Elle est favorable à une laïcité tout court, sans adjectif qualificatif comme positive ou inclusive, s'opposant au port du voile et rejetant le concept de féminisme islamique (droit aux femmes d'être voilées). Élisabeth Badinter a été à la pointe du débat sur le port du voile dès l'affaire du foulard de Creil (le 18 septembre 1989).
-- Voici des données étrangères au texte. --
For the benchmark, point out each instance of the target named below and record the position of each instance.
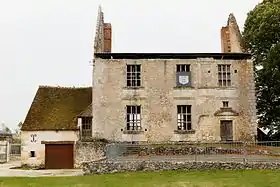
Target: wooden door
(59, 156)
(226, 130)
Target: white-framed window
(184, 117)
(133, 118)
(224, 75)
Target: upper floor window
(133, 118)
(224, 75)
(225, 104)
(184, 121)
(183, 67)
(86, 126)
(133, 75)
(183, 75)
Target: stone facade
(159, 96)
(88, 152)
(115, 166)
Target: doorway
(226, 130)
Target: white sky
(49, 42)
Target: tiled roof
(56, 108)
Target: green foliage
(213, 178)
(262, 39)
(262, 29)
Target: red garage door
(59, 156)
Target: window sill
(133, 88)
(184, 131)
(133, 132)
(183, 87)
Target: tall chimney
(103, 35)
(231, 38)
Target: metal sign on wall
(183, 78)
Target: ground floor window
(184, 117)
(133, 118)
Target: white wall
(28, 144)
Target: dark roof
(230, 56)
(56, 108)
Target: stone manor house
(152, 97)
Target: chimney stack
(103, 35)
(231, 38)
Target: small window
(133, 75)
(133, 118)
(225, 104)
(224, 75)
(183, 75)
(184, 116)
(32, 153)
(183, 68)
(86, 127)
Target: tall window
(133, 118)
(86, 127)
(224, 77)
(183, 68)
(133, 75)
(184, 121)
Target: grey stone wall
(88, 151)
(114, 166)
(159, 97)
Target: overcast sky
(49, 42)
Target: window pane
(189, 118)
(128, 109)
(189, 126)
(189, 109)
(228, 68)
(184, 109)
(224, 82)
(138, 75)
(228, 76)
(139, 109)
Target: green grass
(249, 178)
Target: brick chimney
(231, 38)
(103, 35)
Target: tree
(262, 39)
(17, 130)
(262, 29)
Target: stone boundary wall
(132, 166)
(88, 152)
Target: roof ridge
(65, 87)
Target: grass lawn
(250, 178)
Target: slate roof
(56, 108)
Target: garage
(59, 156)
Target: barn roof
(56, 108)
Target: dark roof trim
(51, 129)
(57, 142)
(229, 56)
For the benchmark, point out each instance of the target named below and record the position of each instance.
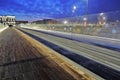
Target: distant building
(7, 20)
(46, 21)
(21, 22)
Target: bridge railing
(101, 24)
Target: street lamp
(86, 12)
(74, 8)
(65, 22)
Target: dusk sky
(39, 9)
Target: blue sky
(39, 9)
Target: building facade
(7, 20)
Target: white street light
(74, 8)
(104, 18)
(101, 14)
(85, 19)
(65, 22)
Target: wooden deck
(21, 60)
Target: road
(20, 59)
(101, 55)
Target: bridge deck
(21, 60)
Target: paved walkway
(21, 60)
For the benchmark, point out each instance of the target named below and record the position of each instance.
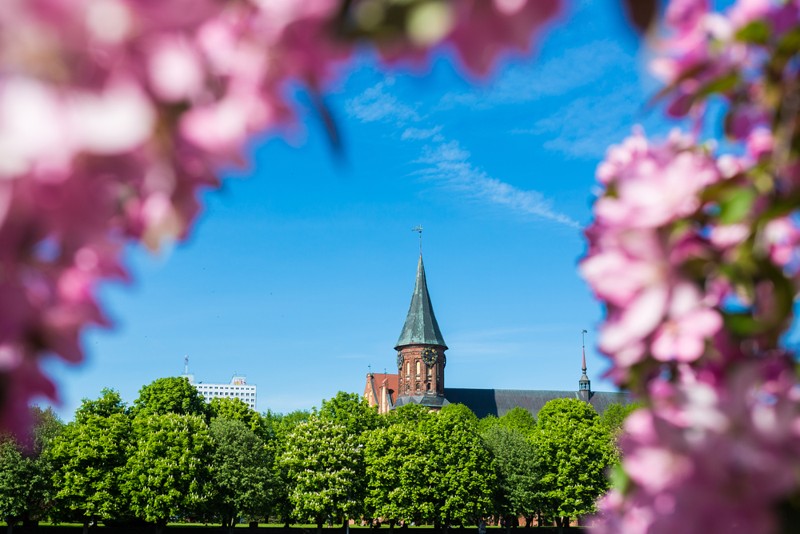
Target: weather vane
(418, 228)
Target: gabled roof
(420, 327)
(374, 383)
(497, 402)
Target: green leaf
(756, 32)
(742, 324)
(735, 205)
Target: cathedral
(421, 363)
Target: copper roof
(421, 327)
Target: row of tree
(173, 456)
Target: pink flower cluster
(114, 114)
(713, 454)
(636, 257)
(695, 257)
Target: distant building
(237, 388)
(421, 363)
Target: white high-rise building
(237, 388)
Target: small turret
(584, 384)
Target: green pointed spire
(421, 327)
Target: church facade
(421, 363)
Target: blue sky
(300, 271)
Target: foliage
(170, 395)
(109, 403)
(167, 469)
(324, 464)
(241, 472)
(613, 419)
(574, 452)
(352, 411)
(26, 489)
(91, 456)
(519, 419)
(460, 470)
(395, 458)
(233, 408)
(14, 472)
(280, 427)
(517, 467)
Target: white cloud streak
(377, 105)
(445, 162)
(448, 164)
(577, 68)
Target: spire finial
(418, 228)
(583, 346)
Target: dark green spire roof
(421, 327)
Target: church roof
(420, 327)
(497, 402)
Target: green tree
(241, 472)
(518, 419)
(168, 466)
(574, 452)
(91, 456)
(517, 471)
(352, 411)
(170, 395)
(41, 491)
(14, 471)
(236, 409)
(26, 489)
(460, 470)
(323, 462)
(280, 428)
(430, 467)
(107, 404)
(396, 459)
(613, 419)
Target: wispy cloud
(588, 126)
(421, 134)
(449, 165)
(377, 105)
(444, 162)
(578, 67)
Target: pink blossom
(690, 322)
(654, 185)
(487, 28)
(782, 237)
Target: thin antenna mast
(583, 346)
(419, 229)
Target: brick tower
(420, 351)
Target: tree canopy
(574, 451)
(170, 395)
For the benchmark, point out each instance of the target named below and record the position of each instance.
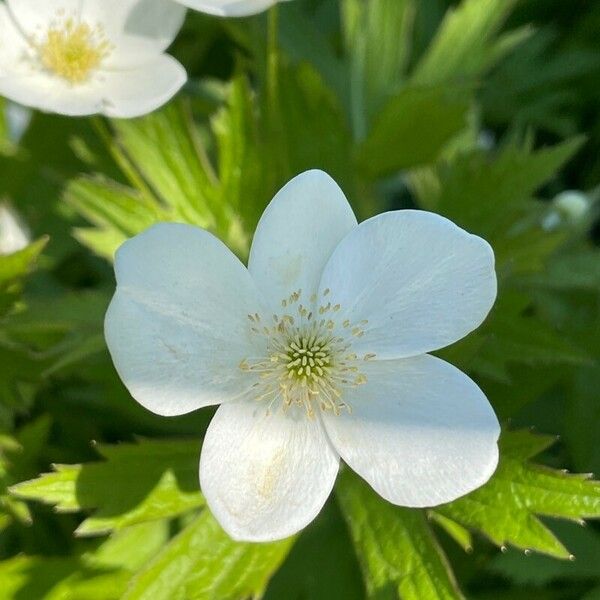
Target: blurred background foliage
(486, 111)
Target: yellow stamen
(73, 51)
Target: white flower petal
(229, 8)
(265, 477)
(123, 94)
(14, 234)
(421, 281)
(297, 234)
(139, 30)
(421, 433)
(45, 92)
(135, 92)
(177, 327)
(12, 41)
(34, 16)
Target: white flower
(316, 351)
(14, 234)
(229, 8)
(570, 207)
(81, 57)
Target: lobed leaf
(135, 483)
(398, 552)
(203, 563)
(508, 507)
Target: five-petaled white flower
(229, 8)
(316, 351)
(81, 57)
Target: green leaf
(203, 563)
(99, 574)
(487, 193)
(508, 507)
(135, 483)
(399, 555)
(18, 264)
(467, 42)
(539, 570)
(118, 212)
(165, 149)
(413, 127)
(377, 36)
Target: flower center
(308, 359)
(73, 50)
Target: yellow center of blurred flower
(308, 359)
(74, 50)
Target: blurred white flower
(18, 118)
(14, 234)
(316, 351)
(570, 207)
(99, 56)
(229, 8)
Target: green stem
(120, 157)
(273, 57)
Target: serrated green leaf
(165, 149)
(99, 574)
(377, 37)
(399, 555)
(117, 211)
(482, 192)
(203, 563)
(508, 507)
(134, 484)
(412, 128)
(18, 264)
(540, 570)
(466, 43)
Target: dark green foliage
(480, 110)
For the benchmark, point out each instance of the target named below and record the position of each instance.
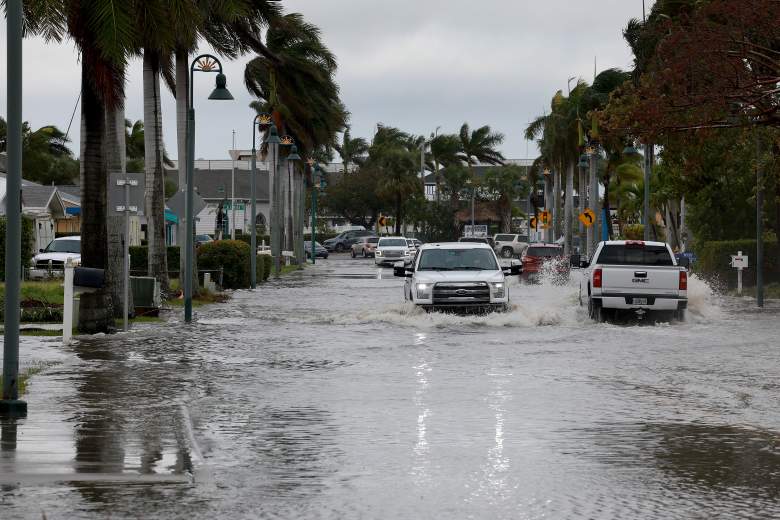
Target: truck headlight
(424, 291)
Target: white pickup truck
(642, 277)
(461, 276)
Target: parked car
(343, 241)
(319, 249)
(508, 245)
(463, 276)
(635, 276)
(477, 240)
(365, 247)
(51, 260)
(390, 250)
(202, 239)
(538, 254)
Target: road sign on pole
(587, 217)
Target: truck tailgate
(628, 279)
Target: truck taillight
(597, 279)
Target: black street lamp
(203, 63)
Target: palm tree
(351, 150)
(104, 33)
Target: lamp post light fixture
(203, 63)
(261, 121)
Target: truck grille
(461, 293)
(58, 265)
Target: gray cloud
(410, 63)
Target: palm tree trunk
(116, 159)
(568, 211)
(155, 174)
(95, 309)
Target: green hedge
(714, 259)
(139, 260)
(28, 242)
(230, 255)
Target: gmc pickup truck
(641, 277)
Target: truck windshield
(635, 255)
(64, 246)
(457, 260)
(393, 242)
(546, 252)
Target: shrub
(268, 264)
(28, 242)
(230, 255)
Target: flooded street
(324, 396)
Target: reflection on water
(324, 396)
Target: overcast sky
(414, 64)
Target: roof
(208, 183)
(37, 196)
(455, 245)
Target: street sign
(587, 217)
(740, 261)
(479, 230)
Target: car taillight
(597, 279)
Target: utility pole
(10, 403)
(648, 166)
(233, 192)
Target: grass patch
(27, 373)
(48, 291)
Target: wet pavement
(324, 396)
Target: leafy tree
(503, 185)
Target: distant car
(202, 239)
(413, 243)
(321, 252)
(538, 254)
(508, 245)
(392, 249)
(344, 241)
(477, 240)
(51, 260)
(364, 247)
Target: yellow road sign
(587, 217)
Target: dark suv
(343, 241)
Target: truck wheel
(595, 311)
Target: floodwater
(324, 396)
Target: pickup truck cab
(643, 277)
(462, 276)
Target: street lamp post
(315, 182)
(261, 120)
(10, 403)
(203, 63)
(273, 142)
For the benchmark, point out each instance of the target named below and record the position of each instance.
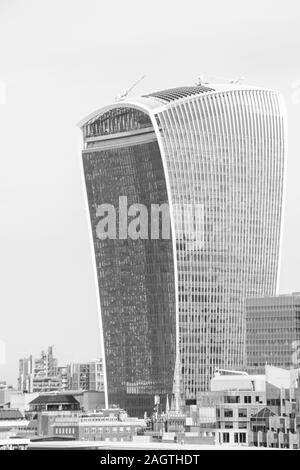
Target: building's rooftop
(54, 398)
(153, 101)
(173, 94)
(264, 413)
(10, 414)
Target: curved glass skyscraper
(216, 156)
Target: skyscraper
(273, 332)
(216, 156)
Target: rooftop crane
(123, 95)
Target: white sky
(60, 60)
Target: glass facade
(273, 332)
(220, 154)
(135, 277)
(224, 152)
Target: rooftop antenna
(123, 95)
(237, 80)
(202, 80)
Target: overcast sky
(61, 60)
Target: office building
(273, 332)
(215, 155)
(86, 376)
(39, 374)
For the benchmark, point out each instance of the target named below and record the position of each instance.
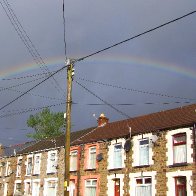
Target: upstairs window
(29, 166)
(90, 187)
(8, 169)
(92, 158)
(179, 148)
(180, 186)
(19, 167)
(144, 152)
(143, 186)
(73, 160)
(52, 162)
(117, 157)
(37, 160)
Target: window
(90, 187)
(18, 188)
(180, 186)
(27, 188)
(51, 187)
(35, 188)
(144, 152)
(179, 148)
(73, 160)
(92, 158)
(117, 157)
(29, 166)
(143, 186)
(52, 162)
(19, 167)
(37, 160)
(8, 169)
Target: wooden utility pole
(68, 126)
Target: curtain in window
(92, 159)
(144, 155)
(118, 156)
(143, 191)
(180, 154)
(90, 191)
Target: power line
(32, 88)
(25, 38)
(27, 76)
(136, 36)
(110, 105)
(135, 90)
(17, 85)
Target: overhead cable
(51, 75)
(135, 36)
(110, 105)
(136, 90)
(25, 38)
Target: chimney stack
(1, 150)
(102, 120)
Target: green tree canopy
(46, 124)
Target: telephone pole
(68, 125)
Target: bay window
(117, 157)
(179, 148)
(37, 160)
(52, 162)
(143, 186)
(92, 158)
(29, 165)
(144, 151)
(90, 187)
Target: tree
(46, 124)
Elle a en effet défendu l'idée qu'il fallait interdire le port du voile à l'école, au contraire du Ministre de l'Éducation nationale de l'époque (Lionel Jospin) et a publié en ce sens dans "Le Nouvel Observateur" du 2 novembre 1989 une tribune, cosignée aussi de Régis Debray, Alain Finkielkraut, Élisabeth de Fontenay et Catherine Kintzler, où elle fustigeait le communautarisme de fait du gouvernement : « En autorisant de facto le foulard islamique, symbole de la soumission féminine, vous donnez un blanc-seing aux pères et aux frères, c’est-à-dire au patriarcat le plus dur de la planète. ». Bien plus tard, le 9 septembre 2009, auditionnée par les parlementaires qui préparaient un texte de loi contre la burqa, elle considérait avec horreur ces « femmes fantômes d’Afghanistan » comme des « femmes en laisse » promenées par leur homme, et elle a rappelé : « Si nous avions dit alors fermement à trois jeunes filles manipulées par des intégristes "nous n’accepterons jamais ça", tout se serait arrêté. (…) Mais, parce que nous avons été tétanisés à l’idée que nous risquions d’être intolérants, nous avons alors toléré l’intolérable ! ».
Par ailleurs, fille du fondateur de Publicis (Marcel Bleustein-Blanchet), elle fait partie des familles les plus riches de France (ce qui, a priori, est indépendant de ses travaux intellectuels, mais lui a valu certaines critiques notamment sur la représentation dégradante de la femme dans certaines publicités et sur ses liens avec les clients de Publicis, en particulier l'Arabie Saoudite). Selon "Forbes", sa fortune était évaluée en 2023 à 1,4 milliard d'euros.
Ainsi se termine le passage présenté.